Professor of speech and language acquisition Sharynne McLeod (pictured) in the CSU School of Teacher Education in Bathurst and PhD student Ms Nicole McGill will work with three other researchers and five partner organisations to determine the effectiveness of 'advice versus device' while children are waiting for speech pathology services.
Professor McLeod explained that the NSW Health Clinical Excellence Commission has indicated that access to services, including availability of specialist services such as speech pathology, is one of their major areas of complaint from patients.

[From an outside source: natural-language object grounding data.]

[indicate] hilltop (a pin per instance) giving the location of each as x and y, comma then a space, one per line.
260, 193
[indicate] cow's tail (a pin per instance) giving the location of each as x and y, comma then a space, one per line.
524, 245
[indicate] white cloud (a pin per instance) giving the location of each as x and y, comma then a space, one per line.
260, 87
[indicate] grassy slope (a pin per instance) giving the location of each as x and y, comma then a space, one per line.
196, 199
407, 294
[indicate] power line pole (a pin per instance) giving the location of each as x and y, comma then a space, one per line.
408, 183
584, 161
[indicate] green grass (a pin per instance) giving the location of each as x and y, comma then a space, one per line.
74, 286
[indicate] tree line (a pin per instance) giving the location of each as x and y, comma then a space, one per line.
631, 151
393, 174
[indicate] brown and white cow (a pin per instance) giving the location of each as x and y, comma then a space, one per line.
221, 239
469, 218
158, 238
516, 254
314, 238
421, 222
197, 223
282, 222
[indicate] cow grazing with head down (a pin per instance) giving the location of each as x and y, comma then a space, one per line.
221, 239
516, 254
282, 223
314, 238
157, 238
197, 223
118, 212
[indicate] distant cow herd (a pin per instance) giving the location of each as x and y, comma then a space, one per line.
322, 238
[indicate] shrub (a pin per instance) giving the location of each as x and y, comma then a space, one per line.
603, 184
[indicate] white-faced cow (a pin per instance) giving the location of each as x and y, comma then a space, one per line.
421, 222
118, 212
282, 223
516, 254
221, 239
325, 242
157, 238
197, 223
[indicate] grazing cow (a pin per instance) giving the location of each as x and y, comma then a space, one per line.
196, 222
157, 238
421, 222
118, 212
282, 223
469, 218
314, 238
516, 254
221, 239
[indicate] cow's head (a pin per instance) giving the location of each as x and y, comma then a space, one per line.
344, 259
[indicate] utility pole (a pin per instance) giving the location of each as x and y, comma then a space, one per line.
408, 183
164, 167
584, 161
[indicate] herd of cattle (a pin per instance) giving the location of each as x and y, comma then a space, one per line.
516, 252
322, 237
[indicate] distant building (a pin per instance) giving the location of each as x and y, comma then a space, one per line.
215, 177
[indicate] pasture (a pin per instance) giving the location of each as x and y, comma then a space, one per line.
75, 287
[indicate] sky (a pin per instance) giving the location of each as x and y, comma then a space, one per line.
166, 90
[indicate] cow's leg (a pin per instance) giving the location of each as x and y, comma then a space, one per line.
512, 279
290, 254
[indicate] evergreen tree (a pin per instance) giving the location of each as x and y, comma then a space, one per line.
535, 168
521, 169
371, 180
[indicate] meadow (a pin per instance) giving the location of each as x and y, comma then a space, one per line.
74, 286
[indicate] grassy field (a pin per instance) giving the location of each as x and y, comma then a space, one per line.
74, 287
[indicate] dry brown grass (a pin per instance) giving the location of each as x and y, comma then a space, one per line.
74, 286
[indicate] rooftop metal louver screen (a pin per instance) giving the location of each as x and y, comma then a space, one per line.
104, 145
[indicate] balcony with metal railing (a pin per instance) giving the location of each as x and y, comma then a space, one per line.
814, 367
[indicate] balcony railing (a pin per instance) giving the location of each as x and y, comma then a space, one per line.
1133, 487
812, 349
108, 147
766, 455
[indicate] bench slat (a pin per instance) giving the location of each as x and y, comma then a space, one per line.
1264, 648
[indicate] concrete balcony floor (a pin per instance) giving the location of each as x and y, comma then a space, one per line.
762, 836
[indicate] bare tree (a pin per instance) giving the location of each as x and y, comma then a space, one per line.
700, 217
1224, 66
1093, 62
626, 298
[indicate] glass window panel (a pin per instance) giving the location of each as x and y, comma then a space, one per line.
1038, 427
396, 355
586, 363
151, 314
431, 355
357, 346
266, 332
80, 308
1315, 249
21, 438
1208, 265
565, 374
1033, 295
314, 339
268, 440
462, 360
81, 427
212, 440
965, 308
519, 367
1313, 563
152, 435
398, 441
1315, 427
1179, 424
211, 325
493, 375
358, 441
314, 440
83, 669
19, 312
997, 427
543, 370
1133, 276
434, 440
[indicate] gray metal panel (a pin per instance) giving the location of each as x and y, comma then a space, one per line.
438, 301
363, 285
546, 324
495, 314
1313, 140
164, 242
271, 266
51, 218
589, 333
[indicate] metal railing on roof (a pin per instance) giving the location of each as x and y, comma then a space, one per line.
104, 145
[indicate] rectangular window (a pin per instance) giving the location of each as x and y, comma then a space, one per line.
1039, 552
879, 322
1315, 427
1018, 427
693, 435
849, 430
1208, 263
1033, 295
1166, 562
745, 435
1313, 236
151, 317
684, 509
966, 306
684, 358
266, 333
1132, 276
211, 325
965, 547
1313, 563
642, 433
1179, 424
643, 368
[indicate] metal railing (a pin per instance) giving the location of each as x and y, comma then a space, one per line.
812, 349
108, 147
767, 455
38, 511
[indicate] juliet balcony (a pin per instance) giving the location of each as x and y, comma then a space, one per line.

"Until the availability of speech pathology services meet demand, it is important to provide appropriate care while children are waiting for these services," Professor McLeod said.
"Over many years, speech pathologists have been providing advice regarding speech and language stimulation for parents and children while waiting for direct intervention. In this information-rich age, parents also turn to the internet, using devices to support their child.
"But we don't know how effective this is, so the outcome of this study will inform best practice regarding appropriate care while waiting for face-to-face speech pathology services."
The project 'Waiting for speech pathology: Device versus advice?' will receive NSW Health funding from Round 2 of the Translational Research Grants Scheme (TRGS), commencing in early July 2017.
Speech pathology manager at Bathurst Hospital, Ms Emily Davis, is leading the research team. Other researchers working with Professor McLeod and Ms McGill include speech pathologist Ms Katrina Rohr and senior paediatric speech pathologist Ms Angela Roberts (with Bathurst Health Service), and Ms Katherine Miller, a paediatric speech pathologist with Dubbo Primary, Community, and Allied Health.
Professor McLeod said, "The evidence obtained from this research will be directly applicable and translatable to clinical settings in NSW Health, particularly in rural areas, and similar services in Australia and internationally."
The research will be conducted at Bathurst Community Health Centre and Dubbo Community Health Centre.